First of all there is the "normal" tax relief on pension contributions, which in this case is at 40pc. This brings the cost of the £10,000 contribution down to £6,000. But the saver also recovers all of his or her personal allowance, which saves a further £2,000 in tax and takes the true cost of the contribution to £4,000.
Over 10 years, the effective pension contributions total £40,000.
Now we'll look at what those contributions will produce. According to Vince Smith-Hughes of Prudential, the end result after 10 years will be a pension pot of £141,000, assuming 7pc investment growth and the charges on his company's flexible retirement plan.
Savers aged 55 or over can withdraw a quarter of their pension fund as tax-free cash, which in this case would come to £35,250. Subtracting this sum from the original contributions means that the cost of the fund is just £4,750.
The remaining pension pot is worth £105,750. Assuming an annuity rate of 5pc, this would produce an annual income for life of £5,287. In other words, you would receive more each year than the amount you originally invested – an unheard-of result from a safe, legal scheme.
Mr Smith-Hughes added: "Pensions are unbeatable investments for most people.

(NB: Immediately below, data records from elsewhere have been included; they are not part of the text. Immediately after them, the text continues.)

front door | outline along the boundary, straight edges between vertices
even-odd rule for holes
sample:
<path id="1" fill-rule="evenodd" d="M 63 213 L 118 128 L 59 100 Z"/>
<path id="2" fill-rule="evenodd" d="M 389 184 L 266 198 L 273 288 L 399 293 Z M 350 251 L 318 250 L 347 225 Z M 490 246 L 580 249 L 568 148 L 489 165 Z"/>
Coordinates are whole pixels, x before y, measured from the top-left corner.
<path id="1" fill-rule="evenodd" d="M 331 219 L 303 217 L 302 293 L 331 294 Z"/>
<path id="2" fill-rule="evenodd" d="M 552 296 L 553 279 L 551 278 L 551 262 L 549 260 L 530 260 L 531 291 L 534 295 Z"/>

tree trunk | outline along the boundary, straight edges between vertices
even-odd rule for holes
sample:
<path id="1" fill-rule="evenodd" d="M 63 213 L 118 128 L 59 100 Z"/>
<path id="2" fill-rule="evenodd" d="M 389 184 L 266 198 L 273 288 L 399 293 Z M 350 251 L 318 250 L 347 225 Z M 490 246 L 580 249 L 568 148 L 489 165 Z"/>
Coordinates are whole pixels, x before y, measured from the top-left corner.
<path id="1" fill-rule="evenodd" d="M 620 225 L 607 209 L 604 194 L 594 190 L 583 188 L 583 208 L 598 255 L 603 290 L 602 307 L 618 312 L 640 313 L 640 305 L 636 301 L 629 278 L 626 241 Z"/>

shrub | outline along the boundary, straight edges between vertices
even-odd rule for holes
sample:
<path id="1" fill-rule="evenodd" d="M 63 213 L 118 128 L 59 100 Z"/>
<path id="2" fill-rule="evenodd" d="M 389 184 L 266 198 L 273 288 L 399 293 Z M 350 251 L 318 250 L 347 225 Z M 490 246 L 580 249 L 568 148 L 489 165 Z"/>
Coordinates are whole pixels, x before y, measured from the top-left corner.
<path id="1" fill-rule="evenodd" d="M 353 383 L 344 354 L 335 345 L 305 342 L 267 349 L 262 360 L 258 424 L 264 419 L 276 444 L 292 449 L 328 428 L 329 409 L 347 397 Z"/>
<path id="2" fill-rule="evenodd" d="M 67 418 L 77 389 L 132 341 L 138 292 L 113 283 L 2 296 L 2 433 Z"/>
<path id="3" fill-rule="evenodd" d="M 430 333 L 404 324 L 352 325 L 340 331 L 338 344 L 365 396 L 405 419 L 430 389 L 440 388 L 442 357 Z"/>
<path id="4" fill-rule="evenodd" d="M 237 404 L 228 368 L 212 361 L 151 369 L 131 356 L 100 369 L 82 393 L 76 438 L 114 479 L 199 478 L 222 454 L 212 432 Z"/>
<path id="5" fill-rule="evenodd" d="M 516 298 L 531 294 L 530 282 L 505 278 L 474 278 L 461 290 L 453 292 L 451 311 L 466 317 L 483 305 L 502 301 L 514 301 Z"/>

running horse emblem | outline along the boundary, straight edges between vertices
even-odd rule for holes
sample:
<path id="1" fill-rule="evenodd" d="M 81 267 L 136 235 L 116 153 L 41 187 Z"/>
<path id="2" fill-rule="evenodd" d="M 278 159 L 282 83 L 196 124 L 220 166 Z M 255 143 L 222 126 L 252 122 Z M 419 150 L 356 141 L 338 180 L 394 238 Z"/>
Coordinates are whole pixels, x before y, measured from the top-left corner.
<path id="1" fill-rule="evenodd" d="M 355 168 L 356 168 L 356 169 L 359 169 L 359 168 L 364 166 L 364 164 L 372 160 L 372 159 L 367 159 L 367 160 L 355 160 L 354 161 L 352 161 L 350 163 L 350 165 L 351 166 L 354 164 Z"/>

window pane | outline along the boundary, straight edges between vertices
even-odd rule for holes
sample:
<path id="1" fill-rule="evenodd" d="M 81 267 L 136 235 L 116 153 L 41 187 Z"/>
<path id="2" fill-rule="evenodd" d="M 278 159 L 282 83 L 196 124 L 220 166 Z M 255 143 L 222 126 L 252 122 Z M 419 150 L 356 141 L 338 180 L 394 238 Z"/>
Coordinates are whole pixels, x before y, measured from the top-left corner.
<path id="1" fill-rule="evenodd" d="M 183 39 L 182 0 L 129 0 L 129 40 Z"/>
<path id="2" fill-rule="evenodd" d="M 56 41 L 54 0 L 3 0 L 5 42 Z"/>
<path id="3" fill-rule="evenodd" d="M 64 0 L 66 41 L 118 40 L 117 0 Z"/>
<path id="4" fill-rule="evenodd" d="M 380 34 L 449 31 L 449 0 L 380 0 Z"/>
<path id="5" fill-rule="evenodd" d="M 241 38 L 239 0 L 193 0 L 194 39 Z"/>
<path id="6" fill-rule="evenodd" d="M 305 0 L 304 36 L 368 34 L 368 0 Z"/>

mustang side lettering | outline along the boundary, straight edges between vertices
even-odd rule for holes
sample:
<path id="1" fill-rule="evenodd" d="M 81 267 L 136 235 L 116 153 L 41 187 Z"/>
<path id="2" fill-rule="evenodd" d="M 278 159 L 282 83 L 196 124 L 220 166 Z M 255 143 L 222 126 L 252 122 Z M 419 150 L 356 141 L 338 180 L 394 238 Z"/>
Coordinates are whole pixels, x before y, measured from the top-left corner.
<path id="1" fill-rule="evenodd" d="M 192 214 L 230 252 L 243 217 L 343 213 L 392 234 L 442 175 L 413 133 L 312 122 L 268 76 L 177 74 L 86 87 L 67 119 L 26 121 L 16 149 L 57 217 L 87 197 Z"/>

For those caught in the personal allowance tax trap, they are outstanding investments. If you are close to or over 55, the benefits of pension investments can be achieved very quickly, and can produce some incredible rates of return."
For people who earn more than £118,880 a year, the technique still works, but the 60pc tax relief applies only to earnings in the £100,000-£118,880 band. Above the higher figure, the marginal tax rate drops back down to 40pc. If you earn more than £150,000 you won't be able to bring your taxable income down below £100,000, as the most you can pay into a pension is £50,000 a year, falling to £40,000 next April.
However, reducing your taxable income below £118,880 will allow you to claim back some of the personal allowance; remember also that you can "carry forward" unused pension contributions for up to the previous three years. Next year the personal allowance will rise to £10,000, meaning that high earners will be able to get 60pc tax relief on pension contributions of up to £20,000 a year.
A similar advantage can be gained by those who have lost some or all of their child benefit. In January it was stripped from families with an earner on more than £60,000 and gradually reduced for those earning between £50,000 and £60,000.
As a result, the Institute for Fiscal Studies has said that 320,000 people face a marginal income tax rate of more than 50pc and about 40,000 – those with three or more children – face an effective tax rate of 65pc.
Investing in a pension to reduce taxable income to below £50,000 would therefore be very cost-effective for families that can afford to do so.